Integrate the Ceph Object Gateway with Trino, an important utility that enables the user to run SQL queries 9x faster on S3 objects.

Before you begin

  • A running IBM Storage Ceph cluster with Ceph Object Gateway installed.
  • Docker or Podman installed.
  • Buckets created.
  • Objects are uploaded.

About this task

You can integrate Ceph Object Gateway with Trino for S3 select operations.
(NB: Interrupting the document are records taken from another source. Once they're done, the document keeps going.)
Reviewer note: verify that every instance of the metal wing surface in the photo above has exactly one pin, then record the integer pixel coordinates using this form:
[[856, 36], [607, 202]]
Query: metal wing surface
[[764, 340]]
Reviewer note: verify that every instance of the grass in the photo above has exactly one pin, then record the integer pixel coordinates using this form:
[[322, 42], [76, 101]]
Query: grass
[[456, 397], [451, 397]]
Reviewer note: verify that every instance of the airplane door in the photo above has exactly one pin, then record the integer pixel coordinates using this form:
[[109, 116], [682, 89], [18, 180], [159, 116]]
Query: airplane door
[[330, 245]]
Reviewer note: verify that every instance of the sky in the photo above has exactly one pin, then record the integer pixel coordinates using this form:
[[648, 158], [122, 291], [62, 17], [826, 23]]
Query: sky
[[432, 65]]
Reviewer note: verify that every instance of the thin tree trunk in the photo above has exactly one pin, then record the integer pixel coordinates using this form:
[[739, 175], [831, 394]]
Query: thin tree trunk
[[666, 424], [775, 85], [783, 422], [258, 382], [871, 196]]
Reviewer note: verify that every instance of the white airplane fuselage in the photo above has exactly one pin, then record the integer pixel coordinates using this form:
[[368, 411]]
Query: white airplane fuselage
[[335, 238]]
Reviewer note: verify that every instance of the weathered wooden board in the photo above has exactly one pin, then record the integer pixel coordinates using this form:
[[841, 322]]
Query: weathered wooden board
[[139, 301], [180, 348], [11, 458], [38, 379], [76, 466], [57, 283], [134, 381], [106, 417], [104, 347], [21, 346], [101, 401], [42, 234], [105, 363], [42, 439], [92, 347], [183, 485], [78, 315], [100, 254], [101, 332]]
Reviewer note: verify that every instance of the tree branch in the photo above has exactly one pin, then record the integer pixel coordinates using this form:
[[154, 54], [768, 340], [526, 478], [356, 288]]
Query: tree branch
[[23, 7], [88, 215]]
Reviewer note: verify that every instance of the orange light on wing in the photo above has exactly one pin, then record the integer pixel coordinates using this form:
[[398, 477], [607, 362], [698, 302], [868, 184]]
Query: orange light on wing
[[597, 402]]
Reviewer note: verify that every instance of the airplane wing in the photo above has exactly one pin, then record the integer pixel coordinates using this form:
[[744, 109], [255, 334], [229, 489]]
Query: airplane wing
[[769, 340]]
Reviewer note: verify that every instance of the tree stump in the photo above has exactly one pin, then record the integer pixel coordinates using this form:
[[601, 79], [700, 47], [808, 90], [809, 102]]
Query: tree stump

The following are some benefits of using Trino:
  • Trino is a complete SQL engine.
  • Pushes down S3 select requests wherein the Trino engine identifies part of the SQL statement that is cost effective to run on the server-side.
  • Uses the optimization rules of Ceph/S3select to enhance performance.
  • Leverages IBM Storage Ceph scalability and divides the original object into multiple equal parts, performs S3 select requests, and merges the request.
Important: If the s3select syntax does not work while querying through trino, use the SQL syntax.

Procedure

  1. Deploy Trino and hive.
    1. Clone the repository.
      [cephuser@host01 ~]$ git clone https://github.com/ceph/s3select.git
      [cephuser@host01 ~]$ cd s3select
    2. Modify the hms_trino.yaml file with S3 endpoint, access key, and secret key.
      [cephuser@host01 s3select]$ cat container/trino/hms_trino.yaml
      version: '3'
      services:
        hms:
          image: galsl/hms:dev
          container_name: hms
          environment:
            # S3_ENDPOINT the CEPH/RGW end-point-url 
            - S3_ENDPOINT=http://rgw_ip:port
            - S3_ACCESS_KEY=abc
            - S3_SECRET_KEY=abc
          # the container starts with booting the hive metastore
          command: sh -c '. ~/.bashrc; start_hive_metastore'
          ports:
            - 9083:9083
          networks:
            - trino_hms
      
        trino:
          image: trinodb/trino:405
          container_name: trino
          volumes:
            # the trino directory contains the necessary configuration
            - ./trino:/etc/trino
          ports:
            - 8080:8080
          networks:
            - trino_hms
      
      networks:
        trino_hm
      
    3. Modify the hive.properties file with S3 endpoint, access key, and secret key.
      [cephuser@host01 s3select]$ cat container/trino/trino/catalog/hive.properties
      connector.name=hive
      hive.metastore.uri=thrift://hms:9083 
      
      #hive.metastore.warehouse.dir=s3a://hive/
      
      hive.allow-drop-table=true
      hive.allow-rename-table=true
      hive.allow-add-column=true
      hive.allow-drop-column=true
      hive.allow-rename-column=true
      
      hive.non-managed-table-writes-enabled=true
      hive.s3select-pushdown.enabled=true
      hive.s3.aws-access-key=abc
      hive.s3.aws-secret-key=abc
      
      # should modify per s3-endpoint-url
      hive.s3.endpoint=http://rgw_ip:port
      #hive.s3.max-connections=1
      #hive.s3select-pushdown.max-connections=1
      
      hive.s3.connect-timeout=100s
      hive.s3.socket-timeout=100s
      hive.max-splits-per-second=10000
      hive.max-split-size=128MB
      
  2. Start a Trino container to integrate Ceph Object Gateway.
    [cephuser@host01 s3select]$ sudo docker compose -f ./container/trino/hms_trino.yaml up -d
  3. Verify integration.
    [cephuser@host01 s3select]$ sudo docker exec -it trino /bin/bash
    trino@66f753905e82:/$ trino
    trino> create schema hive.csvbkt1schema;
    trino> create table hive.csvbkt1schema.polariondatacsv(c1 varchar,c2 varchar, c3 varchar, c4 varchar, c5 varchar, c6 varchar, c7 varchar, c8 varchar, c9 varchar) WITH ( external_location = 's3a://csvbkt1/',format = 'CSV');
    trino> select * from hive.csvbkt1schema.polariondatacsv;
    Note: The external location must point to the bucket name or a directory, and not the end file.